U.K. and EU Agree on New Security Arrangements as Brexit Is Finalized

The U.K. has formed a new comprehensive security agreement with the European Union following the finalization of the Brexit transition process on January 1, 2021.

The new measures agreed include streamlined extradition arrangements and an arrangement enabling the fast and effective exchange of national DNA, fingerprint and vehicle registration data via the Prüm system to aid law enforcement agencies in investigating crime and terrorism. The U.K. and EU have also agreed to arrangements enabling the fast and effective exchange of criminal records data via shared technical infrastructure, as well as arrangements providing for continued transfers of Passenger Name Record data to protect the public from serious crime and terrorism. In addition, the U.K. has confirmed that it will continue its operational co-operation with Europol and Eurojust. 

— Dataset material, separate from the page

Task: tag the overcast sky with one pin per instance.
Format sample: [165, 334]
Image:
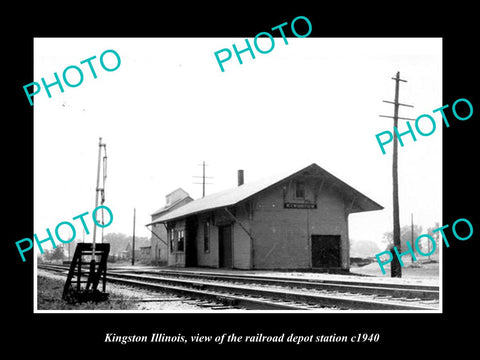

It is the first time the EU has agreed such a comprehensive agreement with a third country in this area. It ensures the U.K. can work with counterparts across Europe to tackle serious crime and terrorism, protecting the public and bringing criminals to justice.

Tougher border rules for EU criminals also came into force on January 1. Under these changes, foreign criminals sentenced to more than a year in jail will be banned from entering the U.K.

The U.K. will also make it harder for criminals to operate and smuggle illicit commodities such as guns and drugs into the country. From July 2021, the U.K. will start receiving advance data on all goods coming from the EU into Britain, something which has not previously been possible under EU rules.

The U.K. is also phasing out the use of insecure identity documents used to enter the U.K. From October 1, 2021, the U.K. will refuse to recognise EEA and Swiss national identity cards which it says are some of the most insecure and abused documents seen at the border and often used by organized crime groups.

The government is also providing the police with more powers to protect the public. Police will now have the power to detain fugitives wanted by close partner countries immediately without having to apply for a U.K. arrest warrant first.